The old lady was among the crowd he shooed out into the courtyard, stalking along with her head held high. Oddly enough, though, by the time Sicalus locked the door behind him, she was nowhere to be seen. 

* * *

Iolaus glanced around cautiously, then stepped back around the corner and dropped the fluffy wig on the floor. He took another long look and said, "All clear." 

A figure dropped down from the ceiling; he flicked his wrist, and the grappling hook embedded in the ceiling beam retracted to its sheath under his sleeve. "What'd I tell you?" Autolycus said triumphantly, pulling off his hood and tossing it to the floor next to the discarded wig. He straightened his black shirt and pulled his bright green tunic back on over it. "They never look up. Morons." 

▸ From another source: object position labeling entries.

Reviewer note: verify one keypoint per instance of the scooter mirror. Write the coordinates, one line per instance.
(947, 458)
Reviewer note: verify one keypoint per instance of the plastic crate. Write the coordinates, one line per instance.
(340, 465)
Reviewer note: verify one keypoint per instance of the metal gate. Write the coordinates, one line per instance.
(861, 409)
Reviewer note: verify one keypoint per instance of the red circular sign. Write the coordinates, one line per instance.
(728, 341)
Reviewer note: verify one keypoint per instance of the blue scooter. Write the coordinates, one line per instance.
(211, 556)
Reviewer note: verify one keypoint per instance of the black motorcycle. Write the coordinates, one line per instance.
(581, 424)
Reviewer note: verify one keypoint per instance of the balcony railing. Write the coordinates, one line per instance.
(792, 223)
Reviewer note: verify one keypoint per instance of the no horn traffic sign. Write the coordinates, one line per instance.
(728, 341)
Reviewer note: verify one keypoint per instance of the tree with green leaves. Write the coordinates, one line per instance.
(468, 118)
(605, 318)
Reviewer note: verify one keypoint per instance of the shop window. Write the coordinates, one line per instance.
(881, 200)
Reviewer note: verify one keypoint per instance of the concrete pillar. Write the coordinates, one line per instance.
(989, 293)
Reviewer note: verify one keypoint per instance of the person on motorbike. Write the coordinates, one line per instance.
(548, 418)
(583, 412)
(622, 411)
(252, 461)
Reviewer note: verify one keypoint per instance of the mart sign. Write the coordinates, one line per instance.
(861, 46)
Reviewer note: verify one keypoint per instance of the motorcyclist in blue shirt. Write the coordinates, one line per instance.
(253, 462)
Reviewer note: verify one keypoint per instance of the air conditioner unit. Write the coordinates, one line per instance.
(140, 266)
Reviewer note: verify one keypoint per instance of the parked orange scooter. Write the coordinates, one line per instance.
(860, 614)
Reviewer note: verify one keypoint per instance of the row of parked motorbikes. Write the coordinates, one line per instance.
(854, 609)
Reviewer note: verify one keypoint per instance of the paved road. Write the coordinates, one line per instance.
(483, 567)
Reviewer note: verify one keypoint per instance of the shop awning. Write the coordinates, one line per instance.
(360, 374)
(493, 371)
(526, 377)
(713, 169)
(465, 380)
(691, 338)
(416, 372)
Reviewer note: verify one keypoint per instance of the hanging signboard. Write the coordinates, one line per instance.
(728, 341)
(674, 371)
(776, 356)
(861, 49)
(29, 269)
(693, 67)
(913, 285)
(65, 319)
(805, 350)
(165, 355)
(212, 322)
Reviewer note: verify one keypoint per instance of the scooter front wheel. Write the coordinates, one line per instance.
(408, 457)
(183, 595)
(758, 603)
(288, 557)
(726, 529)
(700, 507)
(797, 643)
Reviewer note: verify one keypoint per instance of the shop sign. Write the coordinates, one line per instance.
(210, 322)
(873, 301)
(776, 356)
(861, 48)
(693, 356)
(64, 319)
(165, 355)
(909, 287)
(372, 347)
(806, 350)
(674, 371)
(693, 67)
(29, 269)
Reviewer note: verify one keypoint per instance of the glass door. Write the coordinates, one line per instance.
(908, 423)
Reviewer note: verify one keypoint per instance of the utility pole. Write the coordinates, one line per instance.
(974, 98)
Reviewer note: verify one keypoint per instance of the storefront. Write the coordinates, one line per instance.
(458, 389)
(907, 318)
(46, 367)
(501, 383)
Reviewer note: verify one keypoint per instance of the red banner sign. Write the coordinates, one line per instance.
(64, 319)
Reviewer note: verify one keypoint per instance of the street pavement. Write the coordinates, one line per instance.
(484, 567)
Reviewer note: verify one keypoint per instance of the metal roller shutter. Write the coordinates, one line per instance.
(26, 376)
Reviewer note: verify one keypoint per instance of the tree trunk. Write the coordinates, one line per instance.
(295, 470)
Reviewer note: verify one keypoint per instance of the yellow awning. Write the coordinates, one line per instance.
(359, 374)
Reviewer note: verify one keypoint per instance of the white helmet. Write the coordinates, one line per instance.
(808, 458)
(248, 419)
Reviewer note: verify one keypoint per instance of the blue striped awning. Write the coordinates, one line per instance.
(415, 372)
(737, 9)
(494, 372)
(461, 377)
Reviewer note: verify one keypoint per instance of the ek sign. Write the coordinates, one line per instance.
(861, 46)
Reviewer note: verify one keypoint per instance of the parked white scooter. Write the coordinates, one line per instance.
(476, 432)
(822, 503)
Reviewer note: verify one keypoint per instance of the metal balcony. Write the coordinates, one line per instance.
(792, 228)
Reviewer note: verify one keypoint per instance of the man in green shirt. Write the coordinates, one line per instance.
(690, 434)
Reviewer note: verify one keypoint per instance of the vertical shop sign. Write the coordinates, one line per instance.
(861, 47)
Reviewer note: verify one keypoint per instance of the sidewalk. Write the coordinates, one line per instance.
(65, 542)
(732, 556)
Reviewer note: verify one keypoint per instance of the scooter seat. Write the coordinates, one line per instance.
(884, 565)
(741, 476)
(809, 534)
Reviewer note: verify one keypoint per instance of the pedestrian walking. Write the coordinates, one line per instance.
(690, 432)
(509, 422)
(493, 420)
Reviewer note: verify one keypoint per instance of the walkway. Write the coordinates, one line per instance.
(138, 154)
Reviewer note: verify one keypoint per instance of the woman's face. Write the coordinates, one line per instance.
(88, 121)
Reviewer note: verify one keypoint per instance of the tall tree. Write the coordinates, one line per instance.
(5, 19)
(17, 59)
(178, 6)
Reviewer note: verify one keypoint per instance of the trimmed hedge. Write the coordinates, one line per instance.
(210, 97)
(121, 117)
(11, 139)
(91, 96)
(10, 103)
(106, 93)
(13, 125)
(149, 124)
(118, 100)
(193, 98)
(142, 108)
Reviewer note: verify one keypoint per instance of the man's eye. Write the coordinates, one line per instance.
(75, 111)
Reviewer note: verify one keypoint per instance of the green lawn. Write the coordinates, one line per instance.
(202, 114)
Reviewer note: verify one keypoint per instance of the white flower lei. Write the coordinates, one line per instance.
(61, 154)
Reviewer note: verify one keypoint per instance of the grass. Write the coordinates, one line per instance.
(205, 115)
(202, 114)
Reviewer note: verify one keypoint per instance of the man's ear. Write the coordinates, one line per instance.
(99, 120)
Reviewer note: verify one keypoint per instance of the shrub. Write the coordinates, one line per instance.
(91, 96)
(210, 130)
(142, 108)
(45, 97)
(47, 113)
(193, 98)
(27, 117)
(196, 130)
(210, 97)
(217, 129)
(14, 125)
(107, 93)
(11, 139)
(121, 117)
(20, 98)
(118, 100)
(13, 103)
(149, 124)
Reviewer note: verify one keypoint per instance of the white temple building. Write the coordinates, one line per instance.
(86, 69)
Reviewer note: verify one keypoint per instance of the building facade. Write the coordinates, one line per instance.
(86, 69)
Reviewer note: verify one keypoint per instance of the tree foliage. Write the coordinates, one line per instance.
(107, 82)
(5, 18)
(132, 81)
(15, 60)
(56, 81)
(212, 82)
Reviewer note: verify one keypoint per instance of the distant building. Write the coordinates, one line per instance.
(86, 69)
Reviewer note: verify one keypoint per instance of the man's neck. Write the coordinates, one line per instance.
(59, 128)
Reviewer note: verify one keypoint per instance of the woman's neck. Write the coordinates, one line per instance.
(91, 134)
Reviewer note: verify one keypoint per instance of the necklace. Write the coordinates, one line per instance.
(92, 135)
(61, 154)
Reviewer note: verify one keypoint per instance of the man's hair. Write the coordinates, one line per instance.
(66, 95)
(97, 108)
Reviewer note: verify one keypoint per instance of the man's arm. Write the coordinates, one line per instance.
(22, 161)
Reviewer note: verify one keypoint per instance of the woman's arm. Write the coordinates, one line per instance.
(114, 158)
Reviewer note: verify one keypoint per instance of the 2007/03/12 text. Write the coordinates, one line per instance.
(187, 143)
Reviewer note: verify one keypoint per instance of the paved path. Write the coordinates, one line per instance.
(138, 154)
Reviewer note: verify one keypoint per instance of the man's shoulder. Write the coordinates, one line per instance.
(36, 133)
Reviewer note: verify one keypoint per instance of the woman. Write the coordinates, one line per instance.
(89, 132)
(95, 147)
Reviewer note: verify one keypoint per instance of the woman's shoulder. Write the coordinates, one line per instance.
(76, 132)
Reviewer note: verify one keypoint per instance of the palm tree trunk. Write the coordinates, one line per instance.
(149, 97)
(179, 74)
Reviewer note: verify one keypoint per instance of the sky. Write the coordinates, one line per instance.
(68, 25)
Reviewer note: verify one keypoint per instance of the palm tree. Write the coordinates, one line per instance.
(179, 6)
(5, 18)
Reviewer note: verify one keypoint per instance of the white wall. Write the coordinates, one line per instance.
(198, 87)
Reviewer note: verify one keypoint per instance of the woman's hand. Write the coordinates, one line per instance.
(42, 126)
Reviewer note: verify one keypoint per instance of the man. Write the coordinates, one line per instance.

Iolaus was having none of it. "Oh, please. That's the most elementary technique in the scroll. Every good thief knows it." 

"Ah, but I pull it off with _style_." Autolycus bowed, managing to sway only a little, and then straightened with a look of faint relief. He slipped the Dagger of Thestor from his ankle sheath and examined it critically, then tossed it over his shoulder. "Piece of junk." 

Iolaus sighed. "Why, exactly, are we here?" 

Autolycus frowned. "From a philoshophical standpoint? 'Cause if you've got a few hours, I could take a whack at answering that, but--" 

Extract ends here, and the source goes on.